May 5, 2026 2:03 AM EDT

Scientists at Cleveland Clinic, RIKEN, and IBM (NYSE: IBM) have simulated protein complexes containing up to 12,635 atoms using quantum computers, according to a press release statement. The researchers describe this as the largest simulation of biologically meaningful molecules performed with quantum hardware.

The simulation was conducted using IBM's 156-qubit IBM Quantum Heron processors at Cleveland Clinic and RIKEN, working alongside classical supercomputers Fugaku at RIKEN and Miyabi-G at the University of Tokyo and University of Tsukuba. The approach pairs quantum and classical computers in what IBM terms quantum-centric supercomputing.

The team achieved results roughly 40 times larger than what the same method could accomplish six months prior. The accuracy of simulations in a key workflow step improved by up to 210 times during this period, according to the findings published in a pre-print study on arXiv.

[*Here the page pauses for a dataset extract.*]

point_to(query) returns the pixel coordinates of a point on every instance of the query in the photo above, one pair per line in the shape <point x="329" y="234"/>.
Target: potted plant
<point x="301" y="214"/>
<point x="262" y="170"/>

"This work marks an important advance and underscores quantum computing's emerging role on systems of relevance to drug discovery," said Kenneth Merz, lead author and staff scientist in Cleveland Clinic's Computational Life Sciences Department. "By crossing the 12,000-atom barrier, we have significantly expanded the scale of biologically meaningful molecular simulations possible with quantum computing."

The research builds on previous work, including a 303-atom benchmark molecule called Trp-cage, which was described as the first full quantum-centric simulation of 20 amino acids. The computational process required up to 94 qubits running nearly 6,000 quantum operations for certain simulation components.

The team used a novel algorithm called EWF-TrimSQD to reduce computational overhead. Classical computers decomposed protein-ligand complexes into fragments, while quantum processors calculated the quantum-mechanical behavior of those pieces.

The research received support from NEDO under Japan's Ministry of Economy, Trade and Industry.